D’un point de vue plus administratif, ce transfert de compétence impliquerait nécessairement  « un changement du statut des greffiers » ainsi qu’une formation spécifique à cet effet. Au-delà de ces points, le statut des greffiers lui-même en serait impacté puisque ces fonctionnaires devraient alors répondre à certaines exigences propres au statut des juges, à savoir l’indépendance et l’inamovibilité et son corollaire les incompatibilités qui en découlent.

Une réforme qui ne tiendrait pas compte de la complexité de certains divorces par consentement mutuel

Le plus étonnant dans ce rapport consiste dans le fait que ne soit pas prise en compte la complexité de certains divorces par consentement mutuel.

La présence d’enfants du couple et les conséquences à prévoir les concernant (autorité parentale, mode de garde – garde normale, garde alternée, droit de visite et d’hébergement, pension alimentaire) ou bien encore les choix pris dans le cadre de la répartition du patrimoine commun (la liquidation du régime matrimonial) sont parfois bien plus complexes qu’ils ne peuvent y paraître de premier abord et nécessitent une grande réflexion.

Pierre Delmas-Goyon, le rapporteur de cette proposition, affirme que certains couples préfèrent dans certains cas divorcer par consentement mutuel a minima et repousser à plus tard les points de désaccord en choisissant des options qu’ils souhaitent rediscuter.

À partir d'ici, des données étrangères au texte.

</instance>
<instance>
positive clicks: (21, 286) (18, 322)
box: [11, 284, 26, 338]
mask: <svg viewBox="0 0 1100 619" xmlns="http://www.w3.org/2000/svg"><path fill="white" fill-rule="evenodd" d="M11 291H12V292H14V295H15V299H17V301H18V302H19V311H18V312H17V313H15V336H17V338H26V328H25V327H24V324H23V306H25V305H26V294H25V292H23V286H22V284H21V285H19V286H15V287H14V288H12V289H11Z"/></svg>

Il indique que « ce choix d’une procédure non contentieuse répond dans nombre de cas à la préoccupation de trouver un compromis acceptable à court terme, moins onéreux et plus rapide, sans qu’aient été réellement recherchées des solutions aux problèmes de fond posés par la séparation. »

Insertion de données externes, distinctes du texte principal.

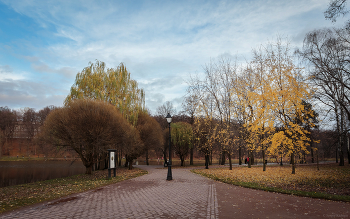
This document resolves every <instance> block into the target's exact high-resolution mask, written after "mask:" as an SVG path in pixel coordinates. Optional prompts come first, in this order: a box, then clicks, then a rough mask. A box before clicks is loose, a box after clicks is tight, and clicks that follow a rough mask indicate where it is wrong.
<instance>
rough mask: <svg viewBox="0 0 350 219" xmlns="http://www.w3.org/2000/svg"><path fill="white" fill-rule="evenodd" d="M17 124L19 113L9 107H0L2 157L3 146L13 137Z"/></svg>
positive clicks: (0, 150)
mask: <svg viewBox="0 0 350 219" xmlns="http://www.w3.org/2000/svg"><path fill="white" fill-rule="evenodd" d="M16 124H17V114H16V112H15V111H11V110H10V109H9V108H8V107H0V132H1V133H0V157H1V156H2V154H3V153H2V149H3V146H4V145H5V144H6V143H7V141H8V139H10V138H12V137H13V134H14V131H15V127H16Z"/></svg>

Si tel est parfois le cas – il ne faut pas se voiler la face-, ceci ne signifie pas pour autant que ces couples représentent la majorité de ceux qui engagent une procédure de divorce par consentement mutuel et qui ont des enfants ou un certain patrimoine, et que l’on puisse sur ce fondement ne pas faire passer ces couples qui divorcent devant le juge aux affaires familiales.

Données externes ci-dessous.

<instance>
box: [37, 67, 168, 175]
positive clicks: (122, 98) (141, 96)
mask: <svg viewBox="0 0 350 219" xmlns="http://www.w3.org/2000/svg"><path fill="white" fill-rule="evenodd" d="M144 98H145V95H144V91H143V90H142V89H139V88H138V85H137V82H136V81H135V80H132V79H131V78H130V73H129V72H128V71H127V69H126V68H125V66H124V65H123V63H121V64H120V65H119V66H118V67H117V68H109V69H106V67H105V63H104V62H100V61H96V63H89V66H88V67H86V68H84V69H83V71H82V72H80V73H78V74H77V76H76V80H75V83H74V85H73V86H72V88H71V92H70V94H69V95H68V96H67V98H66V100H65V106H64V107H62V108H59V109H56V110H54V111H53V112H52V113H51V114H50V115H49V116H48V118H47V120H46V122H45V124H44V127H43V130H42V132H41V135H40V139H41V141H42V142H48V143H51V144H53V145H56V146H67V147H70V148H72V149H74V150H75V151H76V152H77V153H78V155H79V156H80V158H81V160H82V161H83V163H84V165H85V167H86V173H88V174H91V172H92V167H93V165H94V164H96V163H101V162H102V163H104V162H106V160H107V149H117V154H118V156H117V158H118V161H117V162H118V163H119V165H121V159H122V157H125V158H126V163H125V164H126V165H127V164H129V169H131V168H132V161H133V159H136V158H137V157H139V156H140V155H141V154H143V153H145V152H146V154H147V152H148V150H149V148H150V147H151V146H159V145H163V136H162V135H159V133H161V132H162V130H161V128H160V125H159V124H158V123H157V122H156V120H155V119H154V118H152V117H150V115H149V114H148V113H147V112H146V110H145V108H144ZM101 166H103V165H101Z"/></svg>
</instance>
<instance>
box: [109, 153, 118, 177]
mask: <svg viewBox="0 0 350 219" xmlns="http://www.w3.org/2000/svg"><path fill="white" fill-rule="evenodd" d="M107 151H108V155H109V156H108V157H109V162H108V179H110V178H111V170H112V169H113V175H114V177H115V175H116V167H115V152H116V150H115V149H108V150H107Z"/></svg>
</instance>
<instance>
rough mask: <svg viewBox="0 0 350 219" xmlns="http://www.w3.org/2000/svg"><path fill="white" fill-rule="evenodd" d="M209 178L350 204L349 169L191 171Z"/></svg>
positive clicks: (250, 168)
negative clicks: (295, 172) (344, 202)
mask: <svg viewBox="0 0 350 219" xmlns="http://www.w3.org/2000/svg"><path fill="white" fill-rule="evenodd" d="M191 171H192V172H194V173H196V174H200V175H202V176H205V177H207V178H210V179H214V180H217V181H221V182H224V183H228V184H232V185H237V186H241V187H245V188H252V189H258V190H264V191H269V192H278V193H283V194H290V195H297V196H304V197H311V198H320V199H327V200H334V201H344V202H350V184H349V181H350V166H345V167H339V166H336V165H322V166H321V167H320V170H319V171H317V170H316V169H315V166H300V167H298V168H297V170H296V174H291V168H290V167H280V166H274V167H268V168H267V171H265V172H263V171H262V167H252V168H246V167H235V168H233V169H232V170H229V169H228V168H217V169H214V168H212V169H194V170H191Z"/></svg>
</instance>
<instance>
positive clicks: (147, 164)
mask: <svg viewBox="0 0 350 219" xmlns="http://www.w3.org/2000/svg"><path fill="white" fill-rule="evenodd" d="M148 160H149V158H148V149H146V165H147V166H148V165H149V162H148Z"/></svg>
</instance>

Ce serait favoriser d’abord une telle solution alors même qu’avec le recul on sait qu’elle n’est pas adaptée à leur situation. Monsieur Delmas-Goyon le reconnait d’ailleurs lui-même en déclarant qu’aucune solution aux problèmes de fond n’est alors résolue pour autant.
Ceci mettrait également ces couples dans une situation d’inégalité de protection par rapport aux époux qui divorceraient dans le cadre de procédures contentieuses, les uns passant devant un greffier, les autres devant le juge aux affaires familiales. Il est bien difficile d’imaginer que les intérêts de chacun soient protégés de la même manière.
Retirer l’intervention du juge dans le cadre de ces situations (présence d’enfants ou de patrimoine commun à partager), quand bien même l’avocat est présent en amont, semble pour le moins inadapté.